Courtesy of Google's amazing N-gram project, here's the relative frequency of "religious freedom" and "religious liberty" in American printing materials in the course of our national history. In case you can't read the small print, "religious liberty" is way more popular than "religious freedom" before 1900, especially in the very early years of the republic, at the time the Constitution was written. During the first decades of the 20th century, the margin began shrinking sharply, such that during World War II, "religious freedom" became more popular than "religious liberty"--and has remained so ever since. Quiz for the weekend: What, if anything, is the significance of this?

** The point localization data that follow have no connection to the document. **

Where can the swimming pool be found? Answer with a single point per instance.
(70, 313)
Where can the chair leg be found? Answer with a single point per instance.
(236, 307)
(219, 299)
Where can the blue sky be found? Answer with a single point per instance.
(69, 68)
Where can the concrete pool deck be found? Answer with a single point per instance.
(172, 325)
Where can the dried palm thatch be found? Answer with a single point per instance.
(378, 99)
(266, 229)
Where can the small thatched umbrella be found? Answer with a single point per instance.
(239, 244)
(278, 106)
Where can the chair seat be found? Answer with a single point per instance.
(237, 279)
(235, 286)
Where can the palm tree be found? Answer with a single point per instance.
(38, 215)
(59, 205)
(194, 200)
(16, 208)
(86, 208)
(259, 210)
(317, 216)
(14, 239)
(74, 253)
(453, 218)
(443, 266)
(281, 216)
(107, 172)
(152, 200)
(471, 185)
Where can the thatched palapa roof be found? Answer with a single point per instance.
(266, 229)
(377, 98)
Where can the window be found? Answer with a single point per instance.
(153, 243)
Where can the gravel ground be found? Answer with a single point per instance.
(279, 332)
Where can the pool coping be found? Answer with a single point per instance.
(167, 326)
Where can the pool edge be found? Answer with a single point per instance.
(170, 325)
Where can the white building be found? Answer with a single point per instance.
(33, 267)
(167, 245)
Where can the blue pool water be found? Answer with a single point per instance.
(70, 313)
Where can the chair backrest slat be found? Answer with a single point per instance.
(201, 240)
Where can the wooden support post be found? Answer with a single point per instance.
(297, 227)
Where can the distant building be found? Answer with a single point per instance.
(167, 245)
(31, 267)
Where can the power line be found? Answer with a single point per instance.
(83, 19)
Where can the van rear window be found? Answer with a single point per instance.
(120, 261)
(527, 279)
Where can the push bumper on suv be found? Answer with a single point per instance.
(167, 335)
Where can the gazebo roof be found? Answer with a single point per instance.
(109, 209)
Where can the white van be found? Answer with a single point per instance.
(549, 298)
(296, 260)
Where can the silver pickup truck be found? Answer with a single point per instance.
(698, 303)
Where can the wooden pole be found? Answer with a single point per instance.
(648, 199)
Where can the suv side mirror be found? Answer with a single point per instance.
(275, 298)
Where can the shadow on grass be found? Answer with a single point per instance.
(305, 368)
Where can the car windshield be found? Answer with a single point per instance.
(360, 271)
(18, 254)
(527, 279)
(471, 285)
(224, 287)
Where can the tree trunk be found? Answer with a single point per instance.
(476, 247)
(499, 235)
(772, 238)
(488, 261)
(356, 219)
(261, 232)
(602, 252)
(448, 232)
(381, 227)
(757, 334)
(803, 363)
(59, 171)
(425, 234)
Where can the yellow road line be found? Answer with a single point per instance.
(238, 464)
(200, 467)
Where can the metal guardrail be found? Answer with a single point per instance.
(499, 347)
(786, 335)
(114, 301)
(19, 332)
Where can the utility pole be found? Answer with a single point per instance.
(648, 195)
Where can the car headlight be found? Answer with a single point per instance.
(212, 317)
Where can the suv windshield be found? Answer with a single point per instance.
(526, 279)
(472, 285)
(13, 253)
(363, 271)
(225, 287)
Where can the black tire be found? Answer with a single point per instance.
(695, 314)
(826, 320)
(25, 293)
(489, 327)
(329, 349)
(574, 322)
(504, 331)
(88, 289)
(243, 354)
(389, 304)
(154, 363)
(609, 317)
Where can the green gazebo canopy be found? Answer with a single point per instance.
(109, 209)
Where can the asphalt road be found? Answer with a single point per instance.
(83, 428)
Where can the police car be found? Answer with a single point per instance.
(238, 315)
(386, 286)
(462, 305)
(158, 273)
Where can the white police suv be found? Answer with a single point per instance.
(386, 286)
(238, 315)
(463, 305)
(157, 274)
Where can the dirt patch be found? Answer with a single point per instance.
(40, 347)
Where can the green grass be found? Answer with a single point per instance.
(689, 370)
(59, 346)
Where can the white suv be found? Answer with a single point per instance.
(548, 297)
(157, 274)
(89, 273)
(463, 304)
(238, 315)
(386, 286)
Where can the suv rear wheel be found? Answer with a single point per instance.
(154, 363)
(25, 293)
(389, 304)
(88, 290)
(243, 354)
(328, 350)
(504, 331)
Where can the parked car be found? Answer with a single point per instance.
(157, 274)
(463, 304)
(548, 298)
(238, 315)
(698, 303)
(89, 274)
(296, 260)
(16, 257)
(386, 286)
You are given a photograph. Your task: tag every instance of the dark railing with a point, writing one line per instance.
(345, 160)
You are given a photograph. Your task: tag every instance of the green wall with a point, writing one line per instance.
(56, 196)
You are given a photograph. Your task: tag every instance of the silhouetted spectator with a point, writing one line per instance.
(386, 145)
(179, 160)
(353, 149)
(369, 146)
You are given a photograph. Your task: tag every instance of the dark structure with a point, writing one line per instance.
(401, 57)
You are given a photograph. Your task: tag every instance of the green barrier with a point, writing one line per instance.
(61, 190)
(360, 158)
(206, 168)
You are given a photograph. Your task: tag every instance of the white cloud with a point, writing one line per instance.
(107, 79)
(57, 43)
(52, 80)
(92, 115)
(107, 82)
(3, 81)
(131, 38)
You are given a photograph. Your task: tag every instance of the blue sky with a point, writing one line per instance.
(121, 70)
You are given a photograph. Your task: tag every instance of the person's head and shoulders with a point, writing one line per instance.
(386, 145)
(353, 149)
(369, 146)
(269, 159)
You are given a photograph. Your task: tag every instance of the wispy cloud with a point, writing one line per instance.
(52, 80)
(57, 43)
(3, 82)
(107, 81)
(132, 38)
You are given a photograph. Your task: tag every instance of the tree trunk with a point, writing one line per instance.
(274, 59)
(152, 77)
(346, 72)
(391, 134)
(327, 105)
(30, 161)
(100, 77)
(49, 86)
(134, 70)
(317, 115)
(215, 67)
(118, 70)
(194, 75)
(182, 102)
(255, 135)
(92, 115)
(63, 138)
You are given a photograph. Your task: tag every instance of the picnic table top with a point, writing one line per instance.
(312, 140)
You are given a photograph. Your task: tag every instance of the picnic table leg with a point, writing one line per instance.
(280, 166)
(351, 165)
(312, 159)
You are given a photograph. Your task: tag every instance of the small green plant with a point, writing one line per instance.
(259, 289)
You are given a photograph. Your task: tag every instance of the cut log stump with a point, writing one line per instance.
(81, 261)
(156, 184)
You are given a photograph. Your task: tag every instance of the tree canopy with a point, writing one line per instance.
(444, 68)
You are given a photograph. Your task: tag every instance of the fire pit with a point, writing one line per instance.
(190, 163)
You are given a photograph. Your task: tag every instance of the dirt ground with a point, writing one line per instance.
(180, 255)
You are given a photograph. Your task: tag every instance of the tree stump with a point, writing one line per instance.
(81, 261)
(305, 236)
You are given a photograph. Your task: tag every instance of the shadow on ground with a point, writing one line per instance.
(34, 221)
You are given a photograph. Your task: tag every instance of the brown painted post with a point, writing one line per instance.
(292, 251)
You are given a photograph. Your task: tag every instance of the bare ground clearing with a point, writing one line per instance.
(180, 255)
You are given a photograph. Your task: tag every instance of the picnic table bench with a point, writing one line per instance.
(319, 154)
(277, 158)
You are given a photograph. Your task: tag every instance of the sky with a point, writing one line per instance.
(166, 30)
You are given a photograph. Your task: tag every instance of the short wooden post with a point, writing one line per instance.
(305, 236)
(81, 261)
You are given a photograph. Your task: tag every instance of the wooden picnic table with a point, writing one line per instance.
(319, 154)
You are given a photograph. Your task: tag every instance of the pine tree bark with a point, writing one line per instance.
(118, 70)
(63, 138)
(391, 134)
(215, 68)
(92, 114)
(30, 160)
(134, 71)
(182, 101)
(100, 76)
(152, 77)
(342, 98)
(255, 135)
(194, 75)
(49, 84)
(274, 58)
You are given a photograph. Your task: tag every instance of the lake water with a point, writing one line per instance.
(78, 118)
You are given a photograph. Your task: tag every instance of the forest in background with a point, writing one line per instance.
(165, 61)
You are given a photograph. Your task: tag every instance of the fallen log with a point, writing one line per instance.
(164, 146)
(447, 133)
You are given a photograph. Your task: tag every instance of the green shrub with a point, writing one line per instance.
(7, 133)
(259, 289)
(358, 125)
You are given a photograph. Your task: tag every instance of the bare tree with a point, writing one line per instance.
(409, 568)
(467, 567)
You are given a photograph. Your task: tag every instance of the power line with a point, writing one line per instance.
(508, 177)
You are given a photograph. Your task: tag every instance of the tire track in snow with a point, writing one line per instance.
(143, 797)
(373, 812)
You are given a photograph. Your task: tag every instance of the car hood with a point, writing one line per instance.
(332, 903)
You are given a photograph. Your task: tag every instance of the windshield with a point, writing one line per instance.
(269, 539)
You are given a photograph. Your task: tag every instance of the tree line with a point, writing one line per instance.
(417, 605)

eblum | Jun 8, 2012 | 10:39pm
Dear Professor Silk,
What a neat little use of ngrams. I was playing with google ngrams and trying to weed out British publications with the ‘American English’ selection, but it still showed lots and lots of publications from the UK. Have you found a way to weed those out for your chart (not that the British would have been discussing these topics as intently as Americans would be)?
Best, Ed Blum
JesuisSean | Jun 9, 2012 | 8:27pm
Religious freedom does present the chance to split the truth into a many pieces.
Focus toward truth, does not.
If a website, say http://www.outersecrets.com/real/biblecode2a.htm presents proof of the existence of God and Jesus Christ, then it is doomed, for it is religious beliefs that are given flexibility these days, NOT the truth itself.
Mark Silk | Jun 11, 2012 | 8:52am
My old dean, Ron Spencer, sent along the following: “I have no comprehensive explanation of why ‘religious freedom’ has been preferred over ‘religious liberty’ during the past half-century and more. But its resurgence during WW II may (must?) have had something to do with FDR’s ‘Four Freedoms’ and Norman Rockwell’s visual representation of them.” At the beginning of our national history, I’d say that “liberty” had more popular resonance; as in the Liberty Bell in Philadelphia and Boston’s Liberty Tree. America is the “sweet land of Liberty” in “America,” albeit the first stanza concludes with “Let freedom ring.” As for Ed’s question, I don’t know any way to week out British publications in the “American English” section—other than proceeding one by one.
Sean | Jul 17, 2012 | 5:12pm
Interesting tidbit. I am lost as to why religious freedom has overtaken liberty, but Mark brings some very coherent reasoning to the question. I personal like “freedom” better, but switch it up with the occasional “liberty” to spice it up every once in a while.